RCMP caused 'serious interference' with press freedom in 2020 Wet'suwet'en raid, review body finds
CBC
The RCMP seriously interfered with press freedoms, unreasonably blocked media access and arbitrarily detained a reporter during a 2020 raid on Wet'suwet'en-led blockades in northern British Columbia, the force's review body says.
Five years after that operation, the Mounties formally apologized to complainant Ethan Cox, senior editor at independent news outlet Ricochet Media, and Gitxsan reporter Jerome Turner, for breaching Turner's Charter rights.
"I welcome this apology. I think it's tremendous," said Cox, who praised the review's findings as precedent-setting.
"I think it's a step in the right direction, but it has to be followed with action, and that action has to trickle down to the officers on the front lines."
Signed by Staff Sgt. Maj. Kent MacNeill, the force's Feb. 19 letter of regret was a welcome surprise for Turner, who accepts the apology — on one condition.
"I accept it, with the caveat that they don't do this to journalists ever again," he said.
The rebuke from the Civilian Review and Complaints Commission adds to a list of racist or unconstitutional conduct by the RCMP's Community-Industry Response Group (C-IRG).
Last week, a B.C. judge found C-IRG violated Charter rights by making "grossly offensive, racist and dehumanizing" remarks about First Nations women during another raid on Wet'suwet'en-led blockades against Coastal GasLink pipeline construction in 2021.
Last fall, the review body lambasted C-IRG for its wrongful arrest of hiker Brian Smallshaw, criticizing the unit for its "disproportionately intrusive methods," at the Fairy Creek anti-logging blockades in 2021.
Meanwhile, the complaints commission is already conducting a systemic investigation into the unit, which was renamed the Critical Response Unit, or CRU-BC, amid the federal probe last year.
While it's taken years, Cox suggests chickens are coming home to roost for a unit that documents show was created to defend pipelines from Indigenous activists and environmentalists.

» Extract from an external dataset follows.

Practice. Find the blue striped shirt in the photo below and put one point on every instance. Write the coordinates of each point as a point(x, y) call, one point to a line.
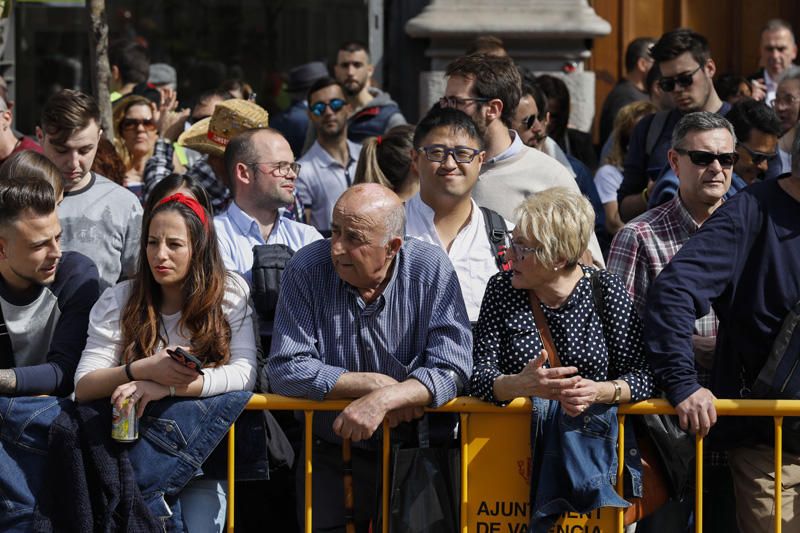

"The systemic review that comes out later this year is going to be perhaps even more scathing, and I hope that that leads the RCMP to get rid of the C-IRG," said Cox.
"I don't think the C-IRG is defensible. I don't think it's redeemable. It is a really bald faced exercise in policing at the service of industry."
Turner was assigned to cover Wet'suwet'en resistance to the Coastal GasLink pipeline in 2020. That February, RCMP swept in to enforce an injunction against blockades interfering with pipeline construction.